In 2019, we proposed polar codes-based one-step post-processing for quantum key distribution in our previous work43. However, there are three main drawbacks in our previous work. First, the security condition (see Eq. (5) in43) is inaccurate and ambiguous. Thus we modify the security condition in this paper (see Eq. (5) in this paper). Second, the protocol in43 is incomplete which may result in decoding failure and insecurity (see the steps 1 to 10 and Fig. 3 in43). In this paper, we modify the protocol (see the steps 1 to 10 and Fig. 4 in this paper), which makes it more reliable and secure. The last but the most important point is that our previous work lacks experimental verification, since we only calculated the coding rate, and analyzed the reliability and security in theory. In this paper, we verify the reliability and security of the protocol through a large number of simulation experiments (see the whole section—“Simulation results”).

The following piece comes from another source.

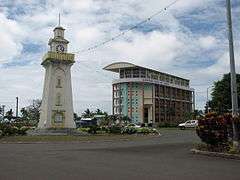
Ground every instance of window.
[56,93,61,106]
[55,113,63,123]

The rest of this paper is organized as follows. In second section, we introduce the basic theory about Wyner’s wiretap channel model, the secrecy capacity of discrete variable QKD (DVQKD) systems and polar codes. Then in third section, polar-code-based efficient QKD post-processing algorithm is introduced, after which we illustrate the reliability and security for the polar-code-based efficient QKD post-processing algorithm. The fourth section gives the simulation experiment result on code rate, decoding reliability and com1munication security. In last section, we summarize our work.

Basic theory

Wyner’s wiretap channel model

The goal of secret communication is to realize reliable and secure information transmission between two authentic communication sides even under eavesdropping. The channel under eavesdropping can be depicted by Wyner’s wiretap channel model44 which is shown in Fig. 1. Authentic information sender Alice encodes the original information U of length k to code X of length n and sends code X to authentic information receiver Bob through the main channel W, after which Bob gets information Y. In the meantime, eavesdropper Eve eavesdrops through the wiretap channel \(W^*\) and gets information Z. After decoding, Bob gets the estimation \({{\widehat{U}}}'\) of original information U and Eve gets the estimation \(\widehat{U}''\).

Figure 1
figure 1

Wiretap channel model.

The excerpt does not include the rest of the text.